Collins Foods (ASX: CKF) lately announced its results for FY16 showing strong underlying earnings growth. CEO Graham Maxwell said that over the past 12 months, the company has witnessed the strong performance from its core KFC business, and the performance of KFC restaurants in Western Australia and the Northern Territory which were acquired lately has contributed to the improvement. The recent decision to acquire 13 KFC restaurants on the border area between Victoria and New South Wales now provides further opportunities to grow across the country.
Revenues grew by 0.5% to $ 574.3 million, which works out to 2.4%if the additional trading week in FY 2015 is excluded. KFC same-store sales were up by 3.1% compared to 4.8% in the previous year. Six new KFC restaurants were built and there were major remodels in 20 KFC restaurants (10 each in Queensland and Western Australia). The results showed a strong return to profitability with statutory net profit after tax at $ 29.1 million while the
underlying net profit after tax was up 22.3% to $ 30.1 million.
Underlying EBITDA rose up by 10.7% to $ 74.6 million. The balance sheet showed a strong position with net debt down as the net cash flow positive of $ 10.3 million was reported and a reduction in the next leverage ratio to 1.52 from 1.83 in the previous year.
The fully franked final dividend of 8 cents per ordinary share was up 23.1% and the total fully franked dividend of FY 2016, was up 21.7% to 14 cents per share. This result has come after posting a $10.4 million loss in FY15 following a $37.5 million write-down of its Sizzler brand.

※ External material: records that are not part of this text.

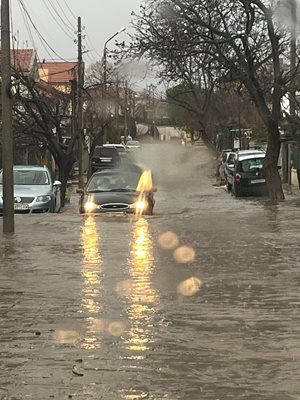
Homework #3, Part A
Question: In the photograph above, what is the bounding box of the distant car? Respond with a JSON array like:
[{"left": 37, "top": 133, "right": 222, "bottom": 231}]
[
  {"left": 103, "top": 143, "right": 127, "bottom": 157},
  {"left": 78, "top": 164, "right": 155, "bottom": 215},
  {"left": 92, "top": 146, "right": 120, "bottom": 172},
  {"left": 126, "top": 140, "right": 142, "bottom": 152},
  {"left": 224, "top": 149, "right": 266, "bottom": 190},
  {"left": 216, "top": 149, "right": 232, "bottom": 179},
  {"left": 0, "top": 165, "right": 61, "bottom": 214},
  {"left": 227, "top": 153, "right": 267, "bottom": 197}
]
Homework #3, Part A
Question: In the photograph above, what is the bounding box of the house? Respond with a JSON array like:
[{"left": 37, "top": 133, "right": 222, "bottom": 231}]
[{"left": 38, "top": 61, "right": 78, "bottom": 93}]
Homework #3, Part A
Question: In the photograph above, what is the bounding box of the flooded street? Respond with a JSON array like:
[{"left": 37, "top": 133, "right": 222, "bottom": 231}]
[{"left": 0, "top": 144, "right": 300, "bottom": 400}]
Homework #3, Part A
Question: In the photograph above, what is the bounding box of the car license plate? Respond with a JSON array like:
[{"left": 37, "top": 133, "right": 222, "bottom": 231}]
[
  {"left": 251, "top": 179, "right": 266, "bottom": 183},
  {"left": 14, "top": 203, "right": 29, "bottom": 210}
]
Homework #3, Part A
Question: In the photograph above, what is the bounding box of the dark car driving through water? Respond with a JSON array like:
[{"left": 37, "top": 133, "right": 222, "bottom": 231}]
[
  {"left": 227, "top": 153, "right": 267, "bottom": 197},
  {"left": 79, "top": 165, "right": 155, "bottom": 215},
  {"left": 92, "top": 146, "right": 120, "bottom": 172}
]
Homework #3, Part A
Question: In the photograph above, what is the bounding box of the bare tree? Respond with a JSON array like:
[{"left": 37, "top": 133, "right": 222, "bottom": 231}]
[{"left": 14, "top": 74, "right": 77, "bottom": 206}]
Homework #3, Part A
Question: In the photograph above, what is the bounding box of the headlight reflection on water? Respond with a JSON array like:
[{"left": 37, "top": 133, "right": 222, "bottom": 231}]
[
  {"left": 121, "top": 218, "right": 159, "bottom": 358},
  {"left": 81, "top": 215, "right": 102, "bottom": 350}
]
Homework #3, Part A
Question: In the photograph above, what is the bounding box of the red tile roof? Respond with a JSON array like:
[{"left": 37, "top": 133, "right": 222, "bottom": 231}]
[
  {"left": 39, "top": 61, "right": 77, "bottom": 85},
  {"left": 0, "top": 49, "right": 36, "bottom": 73}
]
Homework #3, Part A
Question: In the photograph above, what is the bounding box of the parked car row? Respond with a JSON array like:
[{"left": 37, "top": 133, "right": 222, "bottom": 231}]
[
  {"left": 217, "top": 149, "right": 268, "bottom": 197},
  {"left": 92, "top": 140, "right": 141, "bottom": 172}
]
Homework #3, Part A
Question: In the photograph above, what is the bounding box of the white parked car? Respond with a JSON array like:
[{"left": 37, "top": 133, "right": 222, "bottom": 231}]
[{"left": 0, "top": 165, "right": 61, "bottom": 214}]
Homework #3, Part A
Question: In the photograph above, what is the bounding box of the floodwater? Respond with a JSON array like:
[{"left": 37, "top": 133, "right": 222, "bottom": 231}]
[{"left": 0, "top": 144, "right": 300, "bottom": 400}]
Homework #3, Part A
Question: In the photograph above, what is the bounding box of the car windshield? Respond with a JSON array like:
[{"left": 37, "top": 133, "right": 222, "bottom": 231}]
[
  {"left": 87, "top": 171, "right": 141, "bottom": 192},
  {"left": 0, "top": 169, "right": 50, "bottom": 185},
  {"left": 94, "top": 147, "right": 118, "bottom": 157},
  {"left": 241, "top": 158, "right": 264, "bottom": 172}
]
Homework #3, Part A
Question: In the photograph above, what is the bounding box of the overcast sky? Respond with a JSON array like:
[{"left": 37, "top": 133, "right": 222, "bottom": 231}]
[
  {"left": 11, "top": 0, "right": 141, "bottom": 63},
  {"left": 11, "top": 0, "right": 163, "bottom": 91}
]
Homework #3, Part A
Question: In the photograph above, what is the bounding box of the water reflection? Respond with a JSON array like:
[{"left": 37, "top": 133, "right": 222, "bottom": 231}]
[
  {"left": 81, "top": 215, "right": 102, "bottom": 350},
  {"left": 121, "top": 218, "right": 159, "bottom": 360}
]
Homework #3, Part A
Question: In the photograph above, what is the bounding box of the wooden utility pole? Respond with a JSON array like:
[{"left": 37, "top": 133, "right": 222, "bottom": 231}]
[
  {"left": 1, "top": 0, "right": 15, "bottom": 234},
  {"left": 283, "top": 0, "right": 297, "bottom": 185},
  {"left": 77, "top": 17, "right": 84, "bottom": 189},
  {"left": 115, "top": 80, "right": 120, "bottom": 139},
  {"left": 124, "top": 81, "right": 128, "bottom": 141}
]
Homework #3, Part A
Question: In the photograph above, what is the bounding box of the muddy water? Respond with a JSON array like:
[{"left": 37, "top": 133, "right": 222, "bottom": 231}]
[{"left": 0, "top": 145, "right": 300, "bottom": 400}]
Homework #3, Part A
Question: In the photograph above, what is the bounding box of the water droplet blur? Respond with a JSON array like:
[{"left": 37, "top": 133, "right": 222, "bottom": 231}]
[
  {"left": 115, "top": 279, "right": 134, "bottom": 297},
  {"left": 53, "top": 330, "right": 80, "bottom": 345},
  {"left": 174, "top": 246, "right": 196, "bottom": 264},
  {"left": 107, "top": 321, "right": 126, "bottom": 337},
  {"left": 158, "top": 231, "right": 179, "bottom": 250},
  {"left": 177, "top": 277, "right": 202, "bottom": 297}
]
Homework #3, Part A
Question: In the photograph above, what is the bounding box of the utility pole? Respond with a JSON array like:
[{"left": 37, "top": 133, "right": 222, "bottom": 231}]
[
  {"left": 77, "top": 17, "right": 84, "bottom": 189},
  {"left": 124, "top": 81, "right": 128, "bottom": 141},
  {"left": 283, "top": 0, "right": 297, "bottom": 185},
  {"left": 1, "top": 0, "right": 15, "bottom": 234},
  {"left": 115, "top": 80, "right": 120, "bottom": 139}
]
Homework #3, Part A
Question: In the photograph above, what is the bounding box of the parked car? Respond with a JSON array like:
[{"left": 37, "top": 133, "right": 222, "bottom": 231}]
[
  {"left": 227, "top": 153, "right": 267, "bottom": 197},
  {"left": 216, "top": 149, "right": 232, "bottom": 180},
  {"left": 92, "top": 146, "right": 120, "bottom": 172},
  {"left": 126, "top": 140, "right": 142, "bottom": 152},
  {"left": 224, "top": 149, "right": 266, "bottom": 190},
  {"left": 103, "top": 143, "right": 127, "bottom": 157},
  {"left": 78, "top": 164, "right": 155, "bottom": 215},
  {"left": 0, "top": 165, "right": 61, "bottom": 214}
]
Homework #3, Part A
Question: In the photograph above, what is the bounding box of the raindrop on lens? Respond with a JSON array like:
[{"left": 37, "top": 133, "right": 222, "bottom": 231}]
[
  {"left": 174, "top": 246, "right": 196, "bottom": 264},
  {"left": 158, "top": 231, "right": 179, "bottom": 250},
  {"left": 177, "top": 277, "right": 202, "bottom": 297}
]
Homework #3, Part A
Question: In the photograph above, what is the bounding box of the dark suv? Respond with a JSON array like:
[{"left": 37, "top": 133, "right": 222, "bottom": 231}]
[
  {"left": 227, "top": 153, "right": 267, "bottom": 197},
  {"left": 92, "top": 146, "right": 120, "bottom": 172}
]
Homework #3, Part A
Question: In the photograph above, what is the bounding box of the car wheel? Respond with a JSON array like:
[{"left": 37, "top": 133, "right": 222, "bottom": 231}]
[
  {"left": 226, "top": 181, "right": 232, "bottom": 192},
  {"left": 233, "top": 184, "right": 242, "bottom": 197},
  {"left": 49, "top": 201, "right": 56, "bottom": 214}
]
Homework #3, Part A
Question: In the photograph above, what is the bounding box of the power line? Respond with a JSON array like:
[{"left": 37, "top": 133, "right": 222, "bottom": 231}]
[
  {"left": 63, "top": 0, "right": 77, "bottom": 19},
  {"left": 43, "top": 0, "right": 74, "bottom": 40},
  {"left": 18, "top": 0, "right": 71, "bottom": 62},
  {"left": 55, "top": 0, "right": 76, "bottom": 31},
  {"left": 48, "top": 0, "right": 74, "bottom": 35}
]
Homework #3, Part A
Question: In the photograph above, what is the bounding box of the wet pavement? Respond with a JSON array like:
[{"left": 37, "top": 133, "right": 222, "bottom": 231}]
[{"left": 0, "top": 144, "right": 300, "bottom": 400}]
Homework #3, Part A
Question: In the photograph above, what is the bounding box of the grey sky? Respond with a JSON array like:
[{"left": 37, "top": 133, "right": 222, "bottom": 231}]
[{"left": 11, "top": 0, "right": 141, "bottom": 64}]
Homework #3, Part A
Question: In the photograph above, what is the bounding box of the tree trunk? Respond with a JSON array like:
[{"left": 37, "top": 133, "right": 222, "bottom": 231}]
[
  {"left": 264, "top": 124, "right": 284, "bottom": 204},
  {"left": 58, "top": 160, "right": 74, "bottom": 207}
]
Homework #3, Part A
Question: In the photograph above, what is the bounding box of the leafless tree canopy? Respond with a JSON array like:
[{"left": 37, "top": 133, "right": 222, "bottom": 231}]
[{"left": 122, "top": 0, "right": 298, "bottom": 201}]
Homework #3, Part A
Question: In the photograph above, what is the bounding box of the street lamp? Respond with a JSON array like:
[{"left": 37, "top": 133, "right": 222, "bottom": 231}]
[
  {"left": 103, "top": 26, "right": 126, "bottom": 143},
  {"left": 103, "top": 26, "right": 126, "bottom": 93}
]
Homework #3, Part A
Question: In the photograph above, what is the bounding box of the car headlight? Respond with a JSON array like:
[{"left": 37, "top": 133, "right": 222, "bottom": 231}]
[
  {"left": 84, "top": 201, "right": 97, "bottom": 212},
  {"left": 36, "top": 195, "right": 51, "bottom": 203},
  {"left": 129, "top": 200, "right": 147, "bottom": 211}
]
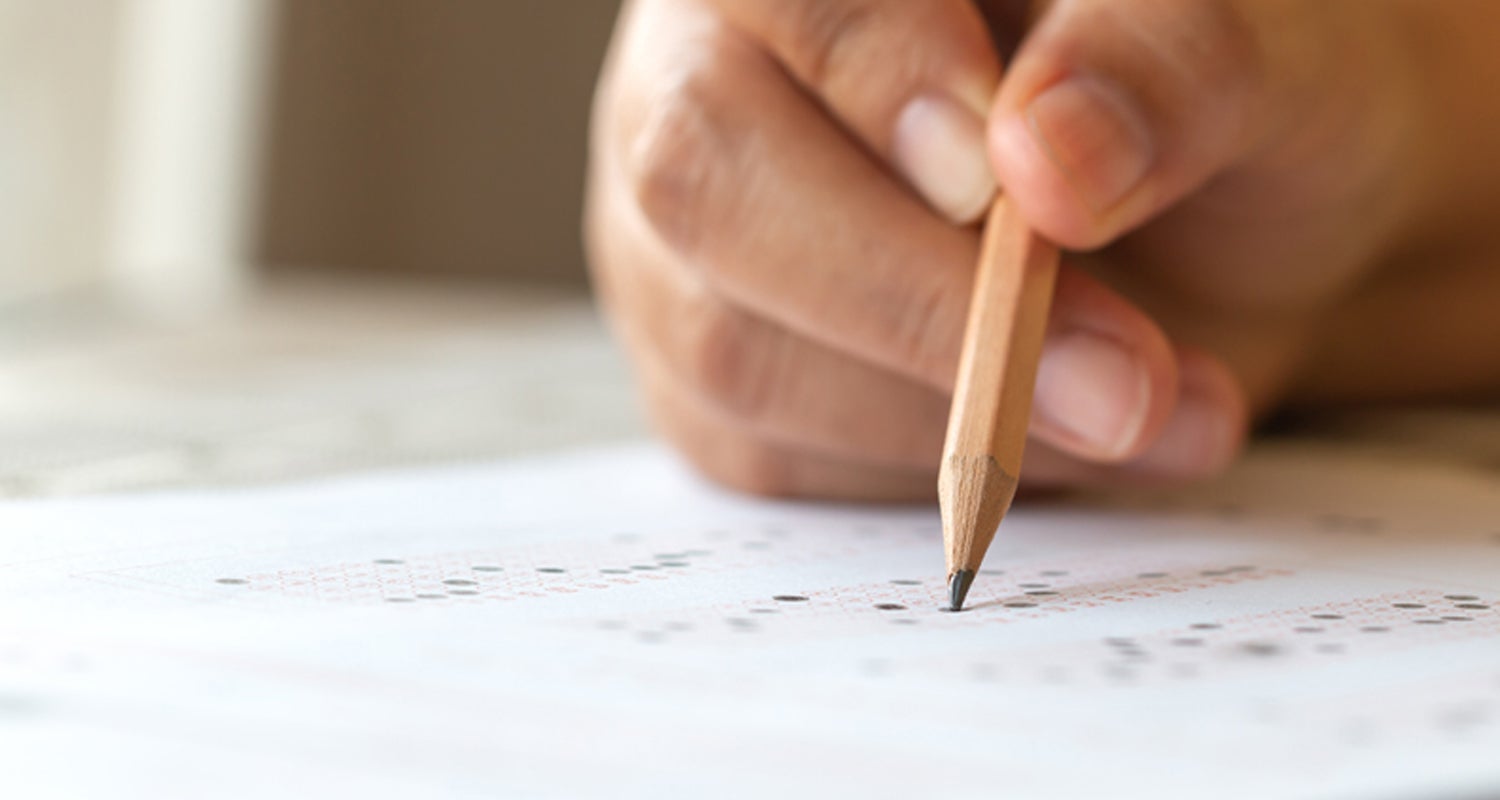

Operational Highlights (Source: Company Reports)
Mr Maxwell further added that strong sales in the KFC restaurants were driven by excellent core product offerings combined with the innovations in new products and good value offers which kept customers coming back. The company continues to use the disciplined approach in cost control and efficiency improvements achieving further margin improvements across all the restaurants.
The strategy of expanding the KFC network in regions with low market penetration continues and ensures that investment will continue at the appropriate level in existing portfolios with the objective of keeping these restaurants contemporary and providing customers with positive experiences. The investment continued with a further six new builds (three each in south-east Queensland and Perth, as well as further major remodels in Western Australia and Queensland.
Regarding the company outlook for FY 2017, the priorities for KFC are said to continue to focus on top line growth, the disciplined approach to operational management, the maintenance of margins in Queensland and the unlocking of other margin opportunities in Western Australia and Northern Territory. Investment will be maintained in the KFC business with plans for up to 8 new restaurants in addition to 14 major remodels.
On completion, the 13 KFC restaurants will be integrated into the company network and there will be continued evaluation of further acquisition opportunities. The company will also embed control of Snag Stand and continue to refine the brand positioning and economic model. Sizzler Asia will continue to grow with plans for several new restaurant openings in Thailand and China.